(BD) Bernstein; Against the Gods

Discussion in 'Educational Resources' started by Fluidity, Feb 11, 2003.

  1. [​IMG]
    Against the Gods; The Remarkable Story of Risk
    by Peter L. Bernstein

    PS - This is in the spirit of Smurf's and Nitro's ideas that we may have discussions of some trading books...
  2. i have read it 4 times and learn something new each time. the book rocks !

  3. :cool: Bernstein rocks in general my man...
  4. What is this book about? Is it a biography, market commentary, fiction, etc. ? The title sounds interesting anyone care to give a short precis ?
  5. I won't bother you by saying another time after this, by why don't you place these threads in the Resources forum. Great job with posting them.
  6. It's about the history of trying to predict the future. Starts at the beginning with weather famine and floods, goes on to dice, then the financial markets. So far no one has successfully predicted the future. Ends with chaos theory.

    Excellent book, well written. Very good for getting your head together. If your head aint together, nothing else is going to matter anyway.
  7. Babak


    Well I'm going to go against the grain on this one. I think the book is 'ok' at best. It actually contains a lot of errors and mistakes.

    Here is an excerpt from page 306. Judge for yourself:

    [To set the context, he is talking about farmers being helpless in the face of volatile commodity markets in a chapter devoted to derivatives.]

    "On occasion, the other side of the deal is a speculator -- someone who is willing to take over the uncertainty from others out of a conviction about how matters will turn out. In theory at least, speculators in commodities will make money over the long run because there are so many people whose financial survival is vulnerable to the risks of volatility. As a result volatility tends to be underpriced, especially in the commodity markets, and the producers's loss aversion gives the speculator a build-in advantage. This phenomenon goes under the strange name of 'backwardation'."
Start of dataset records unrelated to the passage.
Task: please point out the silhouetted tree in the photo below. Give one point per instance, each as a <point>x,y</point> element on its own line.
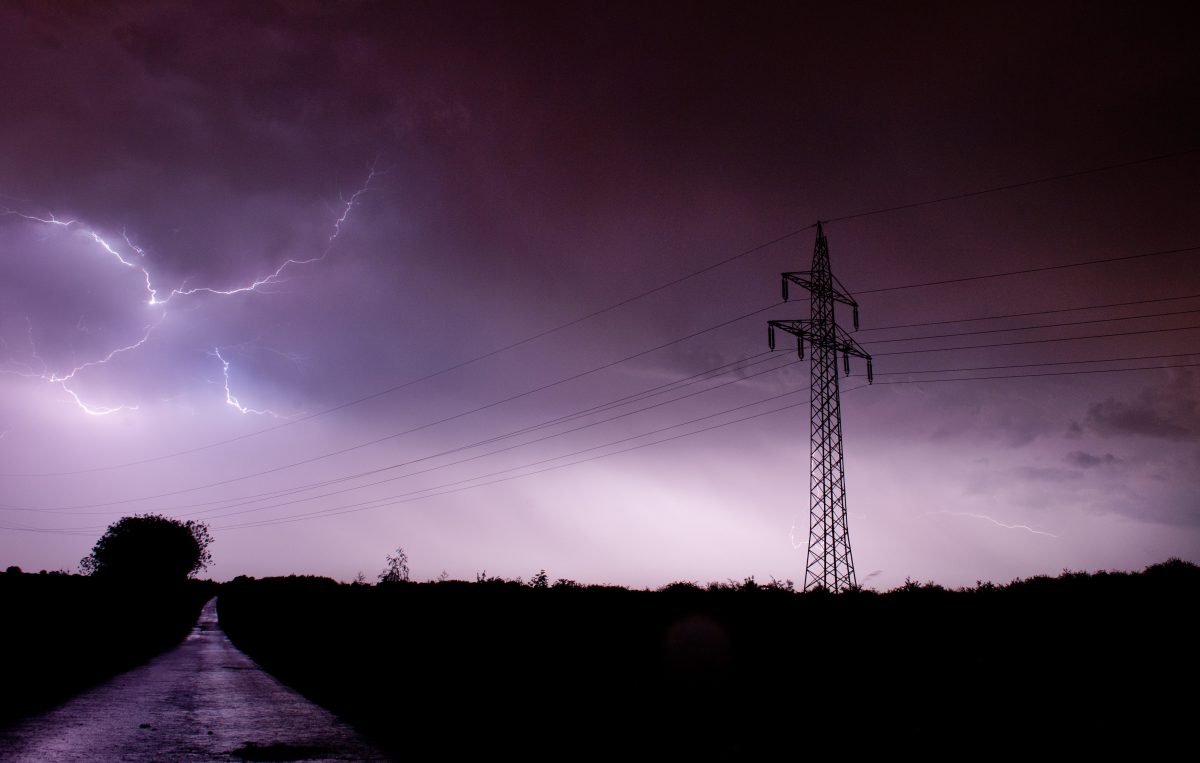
<point>396,570</point>
<point>150,547</point>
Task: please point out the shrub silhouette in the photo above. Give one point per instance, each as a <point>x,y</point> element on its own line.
<point>396,570</point>
<point>151,548</point>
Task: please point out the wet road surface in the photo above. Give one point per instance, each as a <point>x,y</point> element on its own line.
<point>202,701</point>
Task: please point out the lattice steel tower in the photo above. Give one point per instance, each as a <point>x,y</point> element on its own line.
<point>829,564</point>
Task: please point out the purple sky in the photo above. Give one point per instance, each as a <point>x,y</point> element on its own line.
<point>412,186</point>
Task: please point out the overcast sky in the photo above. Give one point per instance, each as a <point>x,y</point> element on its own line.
<point>235,233</point>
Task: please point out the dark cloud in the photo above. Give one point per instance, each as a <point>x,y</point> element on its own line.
<point>1086,461</point>
<point>1168,412</point>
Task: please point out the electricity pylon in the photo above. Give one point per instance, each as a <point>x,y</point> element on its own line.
<point>829,564</point>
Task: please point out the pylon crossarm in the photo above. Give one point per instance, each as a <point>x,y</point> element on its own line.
<point>804,280</point>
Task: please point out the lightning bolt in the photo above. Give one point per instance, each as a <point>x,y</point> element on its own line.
<point>61,379</point>
<point>229,398</point>
<point>996,522</point>
<point>154,299</point>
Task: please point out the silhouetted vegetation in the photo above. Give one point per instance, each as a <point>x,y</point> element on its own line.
<point>731,670</point>
<point>65,632</point>
<point>148,548</point>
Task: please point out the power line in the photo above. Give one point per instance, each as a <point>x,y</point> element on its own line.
<point>641,295</point>
<point>1037,312</point>
<point>1053,373</point>
<point>395,466</point>
<point>415,494</point>
<point>364,505</point>
<point>1044,325</point>
<point>393,436</point>
<point>1054,362</point>
<point>1066,338</point>
<point>468,458</point>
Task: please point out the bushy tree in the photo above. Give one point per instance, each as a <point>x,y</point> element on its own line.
<point>150,547</point>
<point>396,569</point>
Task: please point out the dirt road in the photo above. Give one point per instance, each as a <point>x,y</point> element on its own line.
<point>203,701</point>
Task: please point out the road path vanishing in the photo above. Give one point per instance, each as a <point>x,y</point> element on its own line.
<point>203,701</point>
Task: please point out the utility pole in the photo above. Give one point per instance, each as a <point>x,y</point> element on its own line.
<point>829,563</point>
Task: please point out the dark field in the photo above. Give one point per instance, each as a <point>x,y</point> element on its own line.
<point>63,634</point>
<point>1079,661</point>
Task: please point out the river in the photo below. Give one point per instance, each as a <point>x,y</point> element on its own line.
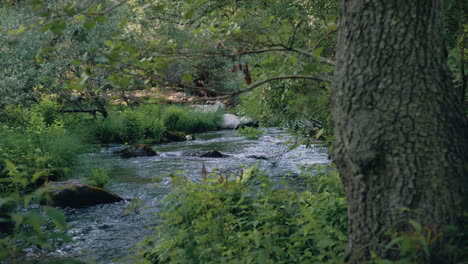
<point>109,233</point>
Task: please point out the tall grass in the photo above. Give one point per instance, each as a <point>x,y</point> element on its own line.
<point>251,220</point>
<point>190,121</point>
<point>148,123</point>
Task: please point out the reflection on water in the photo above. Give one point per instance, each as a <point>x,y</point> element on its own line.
<point>108,233</point>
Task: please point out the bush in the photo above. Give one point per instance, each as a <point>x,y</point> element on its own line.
<point>98,177</point>
<point>251,221</point>
<point>250,132</point>
<point>189,121</point>
<point>38,150</point>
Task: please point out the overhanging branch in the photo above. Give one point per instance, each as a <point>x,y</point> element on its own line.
<point>316,77</point>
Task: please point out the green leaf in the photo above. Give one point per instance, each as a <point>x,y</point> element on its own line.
<point>318,51</point>
<point>57,217</point>
<point>89,24</point>
<point>311,67</point>
<point>417,226</point>
<point>101,19</point>
<point>123,23</point>
<point>319,133</point>
<point>187,78</point>
<point>189,14</point>
<point>58,27</point>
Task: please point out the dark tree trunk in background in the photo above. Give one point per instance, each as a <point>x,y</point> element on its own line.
<point>401,137</point>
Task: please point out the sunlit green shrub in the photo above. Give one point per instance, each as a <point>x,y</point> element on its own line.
<point>40,150</point>
<point>250,132</point>
<point>98,177</point>
<point>189,121</point>
<point>36,227</point>
<point>250,221</point>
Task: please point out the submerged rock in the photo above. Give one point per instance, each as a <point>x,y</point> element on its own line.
<point>73,193</point>
<point>137,150</point>
<point>211,154</point>
<point>259,157</point>
<point>212,108</point>
<point>174,136</point>
<point>231,121</point>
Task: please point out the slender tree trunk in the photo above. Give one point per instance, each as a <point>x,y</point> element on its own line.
<point>401,137</point>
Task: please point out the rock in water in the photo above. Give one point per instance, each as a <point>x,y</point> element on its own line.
<point>74,193</point>
<point>211,154</point>
<point>230,121</point>
<point>174,136</point>
<point>137,150</point>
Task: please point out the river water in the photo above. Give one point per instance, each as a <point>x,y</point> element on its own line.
<point>109,233</point>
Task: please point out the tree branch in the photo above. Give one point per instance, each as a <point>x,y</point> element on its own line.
<point>317,77</point>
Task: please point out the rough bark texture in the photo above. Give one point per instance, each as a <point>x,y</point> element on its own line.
<point>401,137</point>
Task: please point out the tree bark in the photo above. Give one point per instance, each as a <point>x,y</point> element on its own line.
<point>401,136</point>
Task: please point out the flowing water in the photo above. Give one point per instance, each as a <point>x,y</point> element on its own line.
<point>108,233</point>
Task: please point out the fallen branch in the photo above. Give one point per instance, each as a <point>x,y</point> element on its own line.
<point>317,77</point>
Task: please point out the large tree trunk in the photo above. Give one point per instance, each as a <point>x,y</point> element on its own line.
<point>401,137</point>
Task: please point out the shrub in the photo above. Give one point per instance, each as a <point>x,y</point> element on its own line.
<point>250,132</point>
<point>189,121</point>
<point>98,177</point>
<point>250,221</point>
<point>129,126</point>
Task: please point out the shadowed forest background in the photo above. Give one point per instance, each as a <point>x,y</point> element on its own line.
<point>376,89</point>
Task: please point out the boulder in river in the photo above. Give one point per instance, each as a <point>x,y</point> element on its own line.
<point>174,136</point>
<point>137,150</point>
<point>74,193</point>
<point>211,154</point>
<point>231,121</point>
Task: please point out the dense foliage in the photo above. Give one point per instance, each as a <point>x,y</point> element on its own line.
<point>64,62</point>
<point>252,219</point>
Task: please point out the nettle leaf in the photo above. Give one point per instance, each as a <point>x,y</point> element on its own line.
<point>318,51</point>
<point>58,27</point>
<point>123,23</point>
<point>189,14</point>
<point>70,9</point>
<point>57,217</point>
<point>311,67</point>
<point>89,24</point>
<point>101,19</point>
<point>187,78</point>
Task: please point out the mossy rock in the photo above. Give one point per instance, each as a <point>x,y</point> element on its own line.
<point>73,193</point>
<point>211,154</point>
<point>137,150</point>
<point>174,136</point>
<point>7,205</point>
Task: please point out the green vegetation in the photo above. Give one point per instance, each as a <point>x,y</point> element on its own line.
<point>74,74</point>
<point>190,121</point>
<point>98,177</point>
<point>252,220</point>
<point>250,132</point>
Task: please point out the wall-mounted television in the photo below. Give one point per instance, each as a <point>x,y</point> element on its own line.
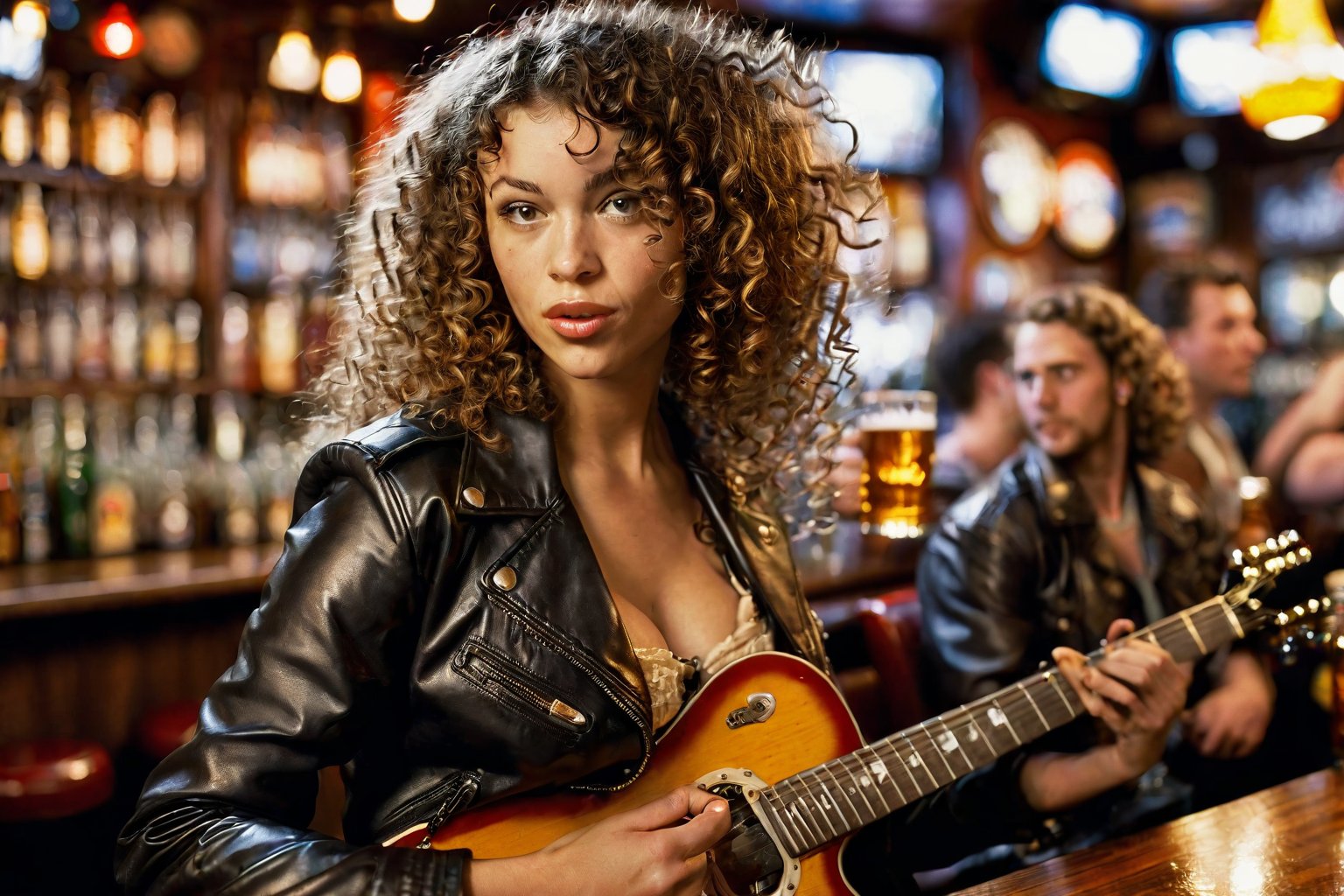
<point>1208,65</point>
<point>1096,52</point>
<point>895,103</point>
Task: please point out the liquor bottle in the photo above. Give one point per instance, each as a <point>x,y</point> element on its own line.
<point>65,234</point>
<point>122,246</point>
<point>191,143</point>
<point>124,339</point>
<point>93,245</point>
<point>62,329</point>
<point>25,338</point>
<point>160,140</point>
<point>92,335</point>
<point>158,242</point>
<point>15,130</point>
<point>74,479</point>
<point>182,248</point>
<point>35,511</point>
<point>159,341</point>
<point>235,499</point>
<point>235,358</point>
<point>29,235</point>
<point>54,132</point>
<point>186,359</point>
<point>277,341</point>
<point>113,500</point>
<point>11,549</point>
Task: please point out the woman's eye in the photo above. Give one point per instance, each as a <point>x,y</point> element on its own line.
<point>622,206</point>
<point>521,213</point>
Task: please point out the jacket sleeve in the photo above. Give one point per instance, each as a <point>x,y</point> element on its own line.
<point>228,810</point>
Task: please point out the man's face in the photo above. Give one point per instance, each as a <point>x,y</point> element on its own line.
<point>1219,346</point>
<point>1065,388</point>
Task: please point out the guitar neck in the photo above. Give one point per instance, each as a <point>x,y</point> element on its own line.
<point>839,797</point>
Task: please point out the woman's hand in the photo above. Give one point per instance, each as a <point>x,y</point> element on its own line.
<point>657,850</point>
<point>1136,690</point>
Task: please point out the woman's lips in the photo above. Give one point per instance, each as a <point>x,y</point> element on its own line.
<point>577,320</point>
<point>578,326</point>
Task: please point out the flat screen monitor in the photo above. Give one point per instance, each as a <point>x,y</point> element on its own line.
<point>894,101</point>
<point>1096,52</point>
<point>1208,65</point>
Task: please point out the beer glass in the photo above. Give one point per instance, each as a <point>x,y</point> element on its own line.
<point>897,433</point>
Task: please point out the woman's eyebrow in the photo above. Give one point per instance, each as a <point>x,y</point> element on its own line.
<point>526,186</point>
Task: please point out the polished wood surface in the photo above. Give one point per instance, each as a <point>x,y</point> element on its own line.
<point>810,724</point>
<point>1281,841</point>
<point>132,580</point>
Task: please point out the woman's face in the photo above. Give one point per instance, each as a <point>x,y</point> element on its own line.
<point>579,261</point>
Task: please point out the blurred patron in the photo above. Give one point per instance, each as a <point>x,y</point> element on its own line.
<point>1081,539</point>
<point>970,375</point>
<point>1208,318</point>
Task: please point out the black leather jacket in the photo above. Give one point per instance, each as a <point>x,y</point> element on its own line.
<point>1019,566</point>
<point>431,602</point>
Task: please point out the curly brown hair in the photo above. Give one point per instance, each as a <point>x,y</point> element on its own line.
<point>729,124</point>
<point>1136,352</point>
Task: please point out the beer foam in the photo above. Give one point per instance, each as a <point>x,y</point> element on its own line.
<point>898,418</point>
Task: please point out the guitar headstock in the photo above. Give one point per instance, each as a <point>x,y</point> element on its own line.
<point>1260,564</point>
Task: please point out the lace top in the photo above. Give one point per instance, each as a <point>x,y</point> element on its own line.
<point>667,673</point>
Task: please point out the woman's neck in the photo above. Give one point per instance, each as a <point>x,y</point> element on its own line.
<point>609,426</point>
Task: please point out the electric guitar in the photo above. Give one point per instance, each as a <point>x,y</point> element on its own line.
<point>749,731</point>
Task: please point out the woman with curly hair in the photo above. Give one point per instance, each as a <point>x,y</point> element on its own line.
<point>1071,543</point>
<point>592,326</point>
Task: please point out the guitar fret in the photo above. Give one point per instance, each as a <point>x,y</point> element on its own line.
<point>840,786</point>
<point>1007,722</point>
<point>1032,702</point>
<point>777,816</point>
<point>877,770</point>
<point>917,762</point>
<point>1053,679</point>
<point>1231,617</point>
<point>938,748</point>
<point>1194,633</point>
<point>860,783</point>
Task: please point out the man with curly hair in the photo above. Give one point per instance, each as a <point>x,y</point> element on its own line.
<point>1074,542</point>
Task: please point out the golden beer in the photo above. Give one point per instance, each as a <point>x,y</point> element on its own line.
<point>897,436</point>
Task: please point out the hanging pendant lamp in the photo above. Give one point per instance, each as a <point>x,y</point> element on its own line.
<point>1298,92</point>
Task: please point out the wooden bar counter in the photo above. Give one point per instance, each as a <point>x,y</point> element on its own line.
<point>1281,841</point>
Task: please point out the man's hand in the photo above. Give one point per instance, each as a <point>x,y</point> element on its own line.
<point>657,850</point>
<point>1136,690</point>
<point>1230,722</point>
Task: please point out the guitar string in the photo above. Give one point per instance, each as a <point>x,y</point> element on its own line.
<point>1013,703</point>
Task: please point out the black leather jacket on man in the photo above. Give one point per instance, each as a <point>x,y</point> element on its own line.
<point>431,602</point>
<point>1019,566</point>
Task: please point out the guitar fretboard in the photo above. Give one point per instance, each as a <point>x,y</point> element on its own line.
<point>839,797</point>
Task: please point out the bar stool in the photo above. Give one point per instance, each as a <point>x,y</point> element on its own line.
<point>55,823</point>
<point>167,727</point>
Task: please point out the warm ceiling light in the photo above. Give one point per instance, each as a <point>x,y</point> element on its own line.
<point>117,35</point>
<point>413,10</point>
<point>295,66</point>
<point>1298,93</point>
<point>30,19</point>
<point>341,77</point>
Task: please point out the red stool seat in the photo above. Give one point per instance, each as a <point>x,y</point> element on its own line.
<point>52,778</point>
<point>168,727</point>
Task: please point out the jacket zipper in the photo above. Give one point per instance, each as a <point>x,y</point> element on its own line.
<point>554,708</point>
<point>468,782</point>
<point>629,707</point>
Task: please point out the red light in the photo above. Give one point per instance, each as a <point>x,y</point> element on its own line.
<point>117,35</point>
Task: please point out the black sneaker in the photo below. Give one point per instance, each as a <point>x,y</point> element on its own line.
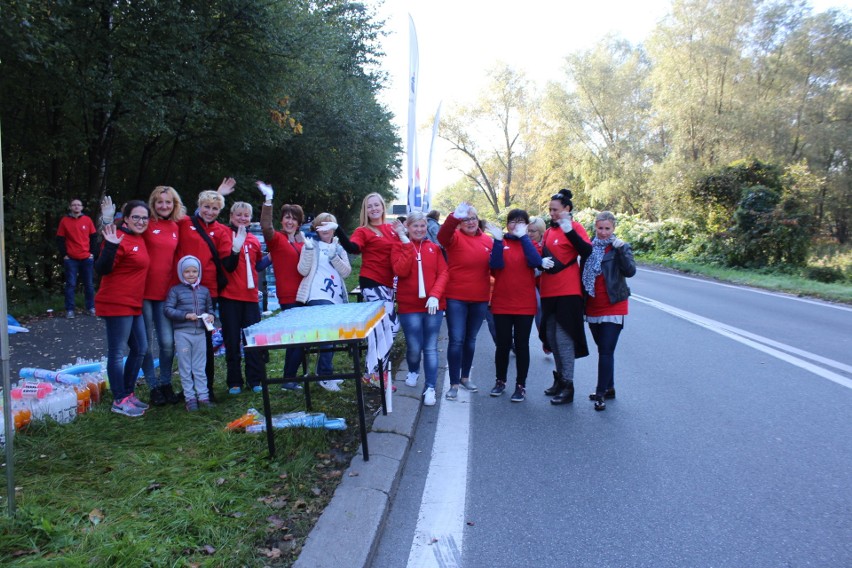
<point>609,394</point>
<point>520,394</point>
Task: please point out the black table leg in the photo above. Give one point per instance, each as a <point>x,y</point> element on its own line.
<point>359,393</point>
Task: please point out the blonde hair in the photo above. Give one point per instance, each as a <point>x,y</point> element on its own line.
<point>362,217</point>
<point>323,218</point>
<point>178,211</point>
<point>210,196</point>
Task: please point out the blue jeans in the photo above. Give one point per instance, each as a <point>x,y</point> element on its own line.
<point>123,332</point>
<point>294,356</point>
<point>235,315</point>
<point>82,270</point>
<point>463,322</point>
<point>421,336</point>
<point>156,320</point>
<point>606,338</point>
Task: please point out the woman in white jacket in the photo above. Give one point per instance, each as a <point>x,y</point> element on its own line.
<point>324,264</point>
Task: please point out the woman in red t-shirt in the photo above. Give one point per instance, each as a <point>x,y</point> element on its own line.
<point>285,249</point>
<point>514,259</point>
<point>468,254</point>
<point>374,240</point>
<point>423,275</point>
<point>562,330</point>
<point>604,282</point>
<point>238,303</point>
<point>123,265</point>
<point>161,239</point>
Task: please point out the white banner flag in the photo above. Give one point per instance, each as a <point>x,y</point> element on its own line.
<point>414,197</point>
<point>427,190</point>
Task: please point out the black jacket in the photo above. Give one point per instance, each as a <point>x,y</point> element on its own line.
<point>617,266</point>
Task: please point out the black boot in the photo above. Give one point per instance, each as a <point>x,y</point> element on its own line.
<point>157,397</point>
<point>558,384</point>
<point>170,395</point>
<point>566,395</point>
<point>609,394</point>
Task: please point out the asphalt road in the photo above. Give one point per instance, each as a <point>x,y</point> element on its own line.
<point>730,444</point>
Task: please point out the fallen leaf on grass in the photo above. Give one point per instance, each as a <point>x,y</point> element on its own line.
<point>96,516</point>
<point>276,522</point>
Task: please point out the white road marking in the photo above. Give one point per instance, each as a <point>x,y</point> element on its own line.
<point>747,288</point>
<point>764,344</point>
<point>440,522</point>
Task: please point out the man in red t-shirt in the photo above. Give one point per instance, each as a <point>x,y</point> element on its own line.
<point>77,240</point>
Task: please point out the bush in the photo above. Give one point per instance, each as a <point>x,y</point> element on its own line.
<point>824,274</point>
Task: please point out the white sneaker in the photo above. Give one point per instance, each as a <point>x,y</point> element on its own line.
<point>411,380</point>
<point>429,397</point>
<point>332,385</point>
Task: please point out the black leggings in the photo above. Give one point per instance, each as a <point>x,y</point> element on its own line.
<point>505,325</point>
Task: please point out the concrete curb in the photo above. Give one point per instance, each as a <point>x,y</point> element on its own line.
<point>349,528</point>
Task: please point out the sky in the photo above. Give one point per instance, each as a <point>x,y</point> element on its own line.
<point>459,40</point>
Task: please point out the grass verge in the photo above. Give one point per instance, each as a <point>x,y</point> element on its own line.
<point>788,283</point>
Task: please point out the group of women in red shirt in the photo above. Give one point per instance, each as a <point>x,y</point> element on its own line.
<point>553,269</point>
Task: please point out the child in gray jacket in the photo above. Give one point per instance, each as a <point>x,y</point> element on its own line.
<point>190,307</point>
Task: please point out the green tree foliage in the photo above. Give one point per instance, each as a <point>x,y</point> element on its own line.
<point>603,115</point>
<point>769,223</point>
<point>488,136</point>
<point>108,97</point>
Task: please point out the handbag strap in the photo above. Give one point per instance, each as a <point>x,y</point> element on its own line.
<point>213,251</point>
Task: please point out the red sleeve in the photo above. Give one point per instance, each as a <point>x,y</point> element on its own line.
<point>447,232</point>
<point>402,257</point>
<point>440,284</point>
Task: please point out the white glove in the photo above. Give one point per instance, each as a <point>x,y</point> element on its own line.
<point>107,210</point>
<point>239,239</point>
<point>266,190</point>
<point>462,210</point>
<point>495,231</point>
<point>432,305</point>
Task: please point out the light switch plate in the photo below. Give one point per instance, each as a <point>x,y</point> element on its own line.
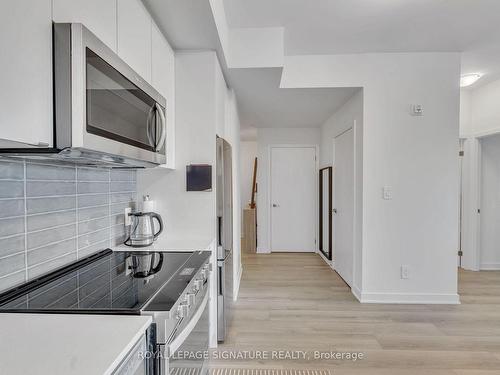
<point>128,220</point>
<point>418,110</point>
<point>387,192</point>
<point>405,272</point>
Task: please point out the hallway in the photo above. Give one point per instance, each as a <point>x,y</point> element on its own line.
<point>296,302</point>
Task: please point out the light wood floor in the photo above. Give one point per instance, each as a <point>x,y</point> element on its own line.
<point>295,302</point>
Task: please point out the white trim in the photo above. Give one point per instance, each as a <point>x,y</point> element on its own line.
<point>409,298</point>
<point>481,134</point>
<point>471,187</point>
<point>331,263</point>
<point>356,292</point>
<point>236,290</point>
<point>263,250</point>
<point>494,266</point>
<point>354,129</point>
<point>268,201</point>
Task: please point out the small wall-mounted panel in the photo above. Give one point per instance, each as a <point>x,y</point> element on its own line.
<point>199,177</point>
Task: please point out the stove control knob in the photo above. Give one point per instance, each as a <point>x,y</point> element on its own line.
<point>182,310</point>
<point>198,284</point>
<point>190,299</point>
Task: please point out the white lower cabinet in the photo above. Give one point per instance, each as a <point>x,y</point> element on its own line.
<point>26,73</point>
<point>136,362</point>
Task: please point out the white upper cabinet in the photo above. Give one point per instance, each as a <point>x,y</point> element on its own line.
<point>134,36</point>
<point>162,64</point>
<point>163,79</point>
<point>26,73</point>
<point>99,16</point>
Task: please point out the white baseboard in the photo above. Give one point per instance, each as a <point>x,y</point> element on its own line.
<point>356,292</point>
<point>331,263</point>
<point>261,250</point>
<point>236,290</point>
<point>489,266</point>
<point>409,298</point>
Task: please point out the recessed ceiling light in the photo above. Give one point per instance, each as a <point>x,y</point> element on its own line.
<point>469,79</point>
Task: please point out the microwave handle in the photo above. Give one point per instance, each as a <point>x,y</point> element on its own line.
<point>163,122</point>
<point>149,122</point>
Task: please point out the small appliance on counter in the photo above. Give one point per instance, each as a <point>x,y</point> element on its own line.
<point>142,228</point>
<point>171,287</point>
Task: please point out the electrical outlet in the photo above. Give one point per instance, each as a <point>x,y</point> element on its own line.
<point>405,272</point>
<point>128,220</point>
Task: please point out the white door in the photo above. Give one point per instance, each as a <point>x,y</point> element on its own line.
<point>343,203</point>
<point>293,198</point>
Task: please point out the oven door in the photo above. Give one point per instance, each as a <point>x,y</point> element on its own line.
<point>188,352</point>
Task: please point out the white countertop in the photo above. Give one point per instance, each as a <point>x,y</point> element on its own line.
<point>66,344</point>
<point>184,243</point>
    I disagree with several points Bernstein makes:

    1] How in the world does he conclude that since many farmer's financial survival depend on commodity markets, this means that speculators make money over the long run? Commodity markets are zero sum games (unless hedging) and some would argue negative sum (including commissions/spreads/slippage)

    2] The 'phenomenon' that he describes as backwardation is actually just a market condition where spot rates exceed forward rates. Contango is the opposite condition where forward rates exceed spot rates.

    This phenomenon has nothing to do with "the producer's loss aversion" or volatility but it is based on what players in the market believe will happen in the future in terms of supply and demand

    3] Both players in the commodity markets are loss averse, not as Bernstein states, the producers. Or am I missing something? Haven't yet met a speculator who just loves to bleed his account. The speculator does not have any advantage just as the farmer has none. The producer is simply transfering risk to the speculator.

    Is it just me or is Bernstein out to lunch ?
  8. Thanks Profit sounds interesting. I will seek out the book and have a look at it. Babak sounds like he knows the book pretty well and has spent some time dissecting it. Conflicting opinions..... that's what makes this world so interesting, and of course profitable. Guess I'll just have to pick up the book and form my own opinion.

    Thanks to both Profitseer and Babak!
  9. Babak,

    That quote sounds like nonsense. Farmers or producers and speculators are hardly the only participants. There are also end users, ie commercials. They, not spec's, take the "other" side of most hedging transactions.
  10. The point I think was, Hedgers want to lay risk and are willing to pay. Speculators are willing to accept risk and want to be paid. So theoretically, the system favors the speculator if nothing unforseen happpens.

    Just like the actuarial tables tell us theoretically the insurance company should make money and the policyholder should lose money.

    Yet every so often the favorite takes it in the shorts. We all know the fate of most speculators, but ever wonder why? How in the world? Does some fine old money big stone building New England insurance company end up on the verge of bankruptcy?

    Perhaps what we need are enhanced risk predictors. hmm, let's see, the correct odds of two big skyscrapers in NYC being blown up on the same day are....yeah, we'll take that bet.